To the point of this now that i feel completely sorry for myself and want to crawl in a hole! Today a church the preacher was talking about "Do You Want a Different Life?" and I realized that even though i am acting perfectly fine I am not and i want to live a full life that doesn't have him in it. One of the points he said that made me realize this is he was saying reasons that we say and the one that i was saying while i was with that guy was "No, this life may not be the best, but it's what I know. I feel secure here." This is what i felt for him I may have loved him to an extent, but it was mainly just a feeling of being secure. I knew how being with him felt like and even though it wasn't the best i didn't want to move because i would be opening myself up to something that unknown and i would be out of my comfort zone. I have learned that in college your not going to feel comfortable all the time. You are going to have to be in situations you don't want to be in, but you need to stay because you don't want a friend to get hurt or staying there may be better than the alternative.
"Have I not commanded you? Be strong and courageous. Do not be terrified; do not be discouraged, for the Lord your God will be with you wherever you go." Joshua 1:9
Its sorta like the man that was lame and came through the roof and: Then Jesus said to him, "Get up! Pick up your mat and walk. At once the man was cured; he picked up his mat and walked." John 5:8-9
I am still hurting and i am still not telling anyone (well i guess i told yall) but i have realized that its not my thing anymore I dont even want that life.
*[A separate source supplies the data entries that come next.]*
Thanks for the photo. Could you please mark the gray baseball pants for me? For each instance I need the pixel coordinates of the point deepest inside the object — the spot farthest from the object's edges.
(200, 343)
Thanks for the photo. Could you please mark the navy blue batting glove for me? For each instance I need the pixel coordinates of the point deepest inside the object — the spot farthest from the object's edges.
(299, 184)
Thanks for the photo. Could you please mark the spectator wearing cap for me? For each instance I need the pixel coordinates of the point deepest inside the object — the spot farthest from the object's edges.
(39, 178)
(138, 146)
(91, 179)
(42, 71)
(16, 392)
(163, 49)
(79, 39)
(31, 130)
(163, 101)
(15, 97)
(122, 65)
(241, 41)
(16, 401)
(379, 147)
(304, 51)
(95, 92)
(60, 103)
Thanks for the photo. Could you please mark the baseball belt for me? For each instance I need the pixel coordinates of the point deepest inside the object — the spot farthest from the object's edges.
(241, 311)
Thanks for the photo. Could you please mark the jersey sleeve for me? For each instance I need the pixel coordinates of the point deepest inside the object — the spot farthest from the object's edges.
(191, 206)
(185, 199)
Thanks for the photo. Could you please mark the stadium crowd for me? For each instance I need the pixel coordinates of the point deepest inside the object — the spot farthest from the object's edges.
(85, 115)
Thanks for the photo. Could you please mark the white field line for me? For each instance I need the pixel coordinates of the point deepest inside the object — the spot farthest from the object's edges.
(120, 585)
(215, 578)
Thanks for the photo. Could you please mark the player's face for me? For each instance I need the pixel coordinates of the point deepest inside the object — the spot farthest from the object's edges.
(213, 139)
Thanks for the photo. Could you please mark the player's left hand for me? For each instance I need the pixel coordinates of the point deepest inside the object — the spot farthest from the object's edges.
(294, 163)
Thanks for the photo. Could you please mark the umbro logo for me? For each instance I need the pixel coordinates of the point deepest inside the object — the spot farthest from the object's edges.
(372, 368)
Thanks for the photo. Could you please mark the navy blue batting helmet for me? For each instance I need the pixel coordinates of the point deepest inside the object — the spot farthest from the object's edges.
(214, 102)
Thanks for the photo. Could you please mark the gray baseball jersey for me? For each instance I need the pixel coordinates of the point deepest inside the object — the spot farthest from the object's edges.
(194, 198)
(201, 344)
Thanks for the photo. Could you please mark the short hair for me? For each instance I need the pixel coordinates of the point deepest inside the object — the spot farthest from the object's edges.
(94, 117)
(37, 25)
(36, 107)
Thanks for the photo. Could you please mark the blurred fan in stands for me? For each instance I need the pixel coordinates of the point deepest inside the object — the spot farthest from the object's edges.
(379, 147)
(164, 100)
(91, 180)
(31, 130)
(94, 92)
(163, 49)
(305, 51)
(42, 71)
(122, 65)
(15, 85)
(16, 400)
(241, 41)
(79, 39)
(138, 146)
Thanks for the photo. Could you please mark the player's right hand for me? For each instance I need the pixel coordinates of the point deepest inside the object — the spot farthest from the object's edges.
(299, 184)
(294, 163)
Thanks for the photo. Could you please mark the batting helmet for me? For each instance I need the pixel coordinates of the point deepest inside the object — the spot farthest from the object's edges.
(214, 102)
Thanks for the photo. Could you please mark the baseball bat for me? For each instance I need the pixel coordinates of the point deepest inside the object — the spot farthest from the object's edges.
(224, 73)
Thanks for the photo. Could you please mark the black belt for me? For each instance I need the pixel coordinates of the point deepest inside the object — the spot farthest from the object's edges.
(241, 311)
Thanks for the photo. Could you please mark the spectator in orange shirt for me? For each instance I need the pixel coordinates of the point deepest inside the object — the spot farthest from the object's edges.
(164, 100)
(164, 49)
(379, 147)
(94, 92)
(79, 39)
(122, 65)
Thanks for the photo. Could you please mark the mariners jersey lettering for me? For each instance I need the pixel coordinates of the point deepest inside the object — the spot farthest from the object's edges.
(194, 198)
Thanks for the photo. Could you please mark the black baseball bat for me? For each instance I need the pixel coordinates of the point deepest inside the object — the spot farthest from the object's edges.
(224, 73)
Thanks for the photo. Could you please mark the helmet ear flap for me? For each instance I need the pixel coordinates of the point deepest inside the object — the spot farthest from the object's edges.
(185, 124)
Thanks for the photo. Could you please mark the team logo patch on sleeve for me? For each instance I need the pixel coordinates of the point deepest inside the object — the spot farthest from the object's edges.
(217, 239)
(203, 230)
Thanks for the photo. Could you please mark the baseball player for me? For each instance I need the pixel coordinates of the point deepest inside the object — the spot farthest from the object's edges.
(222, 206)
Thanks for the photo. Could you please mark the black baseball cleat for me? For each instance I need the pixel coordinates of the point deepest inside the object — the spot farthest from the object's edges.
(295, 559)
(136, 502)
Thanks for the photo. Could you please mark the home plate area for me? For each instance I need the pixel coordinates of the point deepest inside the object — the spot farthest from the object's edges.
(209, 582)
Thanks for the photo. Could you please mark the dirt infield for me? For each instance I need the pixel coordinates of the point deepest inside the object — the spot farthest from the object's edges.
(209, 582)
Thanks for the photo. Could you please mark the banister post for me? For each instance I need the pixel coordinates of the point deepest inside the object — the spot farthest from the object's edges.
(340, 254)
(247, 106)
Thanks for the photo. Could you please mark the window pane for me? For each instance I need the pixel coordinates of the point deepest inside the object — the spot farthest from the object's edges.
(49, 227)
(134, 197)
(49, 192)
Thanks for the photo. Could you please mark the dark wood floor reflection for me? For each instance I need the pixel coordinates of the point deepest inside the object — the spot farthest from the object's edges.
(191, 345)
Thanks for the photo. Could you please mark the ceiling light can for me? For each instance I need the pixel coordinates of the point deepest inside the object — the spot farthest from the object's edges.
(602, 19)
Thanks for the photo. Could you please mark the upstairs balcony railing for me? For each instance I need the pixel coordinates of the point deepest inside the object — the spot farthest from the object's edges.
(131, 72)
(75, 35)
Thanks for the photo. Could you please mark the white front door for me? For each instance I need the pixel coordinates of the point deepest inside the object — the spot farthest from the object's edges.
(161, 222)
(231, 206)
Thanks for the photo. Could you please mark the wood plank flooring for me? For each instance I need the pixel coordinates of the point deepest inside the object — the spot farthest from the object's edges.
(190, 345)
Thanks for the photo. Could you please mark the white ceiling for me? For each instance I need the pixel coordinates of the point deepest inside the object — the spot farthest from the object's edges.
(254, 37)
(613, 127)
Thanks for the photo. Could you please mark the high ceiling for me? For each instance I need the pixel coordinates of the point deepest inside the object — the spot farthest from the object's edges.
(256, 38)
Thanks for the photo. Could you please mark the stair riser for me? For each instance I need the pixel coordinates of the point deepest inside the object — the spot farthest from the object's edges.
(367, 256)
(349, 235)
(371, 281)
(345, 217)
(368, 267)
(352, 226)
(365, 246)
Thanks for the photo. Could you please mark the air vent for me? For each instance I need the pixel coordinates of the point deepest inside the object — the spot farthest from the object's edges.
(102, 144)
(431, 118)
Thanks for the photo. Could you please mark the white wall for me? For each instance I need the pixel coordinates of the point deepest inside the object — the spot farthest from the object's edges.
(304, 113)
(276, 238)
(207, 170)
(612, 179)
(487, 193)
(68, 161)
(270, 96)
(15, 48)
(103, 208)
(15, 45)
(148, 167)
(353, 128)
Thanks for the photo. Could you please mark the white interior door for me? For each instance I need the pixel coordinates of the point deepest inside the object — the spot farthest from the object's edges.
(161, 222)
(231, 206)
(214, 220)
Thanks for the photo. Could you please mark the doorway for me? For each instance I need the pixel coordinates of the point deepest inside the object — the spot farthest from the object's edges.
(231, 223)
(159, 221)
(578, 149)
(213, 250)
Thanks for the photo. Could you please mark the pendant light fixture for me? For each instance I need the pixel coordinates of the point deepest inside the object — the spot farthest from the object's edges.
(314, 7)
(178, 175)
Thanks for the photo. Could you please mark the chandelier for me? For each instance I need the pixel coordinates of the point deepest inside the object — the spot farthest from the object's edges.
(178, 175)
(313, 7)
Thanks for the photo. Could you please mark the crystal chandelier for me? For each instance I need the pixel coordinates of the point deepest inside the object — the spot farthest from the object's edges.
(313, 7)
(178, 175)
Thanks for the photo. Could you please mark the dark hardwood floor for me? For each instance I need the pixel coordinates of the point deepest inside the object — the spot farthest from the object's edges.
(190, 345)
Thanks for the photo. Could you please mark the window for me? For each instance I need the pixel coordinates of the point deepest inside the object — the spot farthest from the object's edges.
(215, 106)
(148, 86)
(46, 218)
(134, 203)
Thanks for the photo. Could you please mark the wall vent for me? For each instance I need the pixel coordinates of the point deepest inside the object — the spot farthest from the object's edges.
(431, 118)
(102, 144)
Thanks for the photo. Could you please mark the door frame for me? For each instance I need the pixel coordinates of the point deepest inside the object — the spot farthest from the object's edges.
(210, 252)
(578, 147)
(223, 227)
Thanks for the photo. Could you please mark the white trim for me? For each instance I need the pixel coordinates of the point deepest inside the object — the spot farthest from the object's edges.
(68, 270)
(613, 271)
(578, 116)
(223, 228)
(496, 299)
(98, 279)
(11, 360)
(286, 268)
That was the secure life and i want to live the best life i can have and he wasn't it. I bet yall didn't really care to know about my problems with that kid i used to date, but my mom would be happy because she knows i am just keeping it inside and it is breaking her heart. I didn't cry about it at all until one time when i was a at about a month ago and she asked me how i was doing and i just broke down. I couldn't take it anymore! Everyone please pray that i won't think about him anymore and i can move on and have a better life!
I will finish with this because the preacher did!
JESUS HAS THE POWER TO BRING CHANGE TO MY LIFE IF I RESPOND TO HIM IN FAITH AND OBEDIENCE!!
P.S. sorry this is so long! I love you guys!